The drop box is attached to the side of a home in a ragged working-class neighborhood. It is lined with a soft pink and blue blanket, and has a bell that rings when the little door is opened.

Because this depository isn’t for books, it’s for babies — and not just any infants; these children are the unwanted ones, a burden many parents find too terrible to bear.

One is deaf, blind and paralyzed; another has a tiny misshapen head. There’s a baby with Down syndrome, another with cerebral palsy, still another who is quadriplegic, with permanent brain damage.

But to Pastor Lee Jong-rak, they are all perfect. And they have found a home here at the ad hoc orphanage he runs with his wife and small staff. It is the only private center for disabled children in South Korea.

“This is a facility for the protection of life,” reads a hand-scrawled sign outside the drop box. “If you can’t take care of your disabled babies, don’t throw them away or leave them on the street. Bring them here.”

Since 1998, Lee, now 57, has taken in nearly three dozen children — raised them, loved them, sent them to school. He has changed their diapers, tended to their cries in the middle of the night. Today, he has 21 wards: the youngest a 2-month-old, the oldest 18.

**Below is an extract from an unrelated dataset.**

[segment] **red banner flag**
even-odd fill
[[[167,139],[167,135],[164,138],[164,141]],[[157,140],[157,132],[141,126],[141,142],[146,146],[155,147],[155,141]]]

His motivation is painfully personal. Twenty-five years ago, Lee’s wife, Chun-ja, gave birth to a baby so disfigured Lee kept the boy from her for a month until he could figure out a way to tell her the unthinkable, explaining only that the child had a serious illness and was rushed to another hospital.

The baby was born with cerebral palsy. A mammoth cyst on his head choked off the blood flow, slowly rendering him brain-damaged. Doctors gave him months to live.

Today he lies on a bed in Lee’s home, his legs splayed at impossible angles, his feet turned back inward. Eyeing the room impassively, he occasionally lets out a snort or sigh, as his parents regularly vacuum his saliva through a tracheal hole in his throat. They call him Eun-man, which means full of God’s grace.

Let’s take a closer look at what counts as morality in a Christian worldview.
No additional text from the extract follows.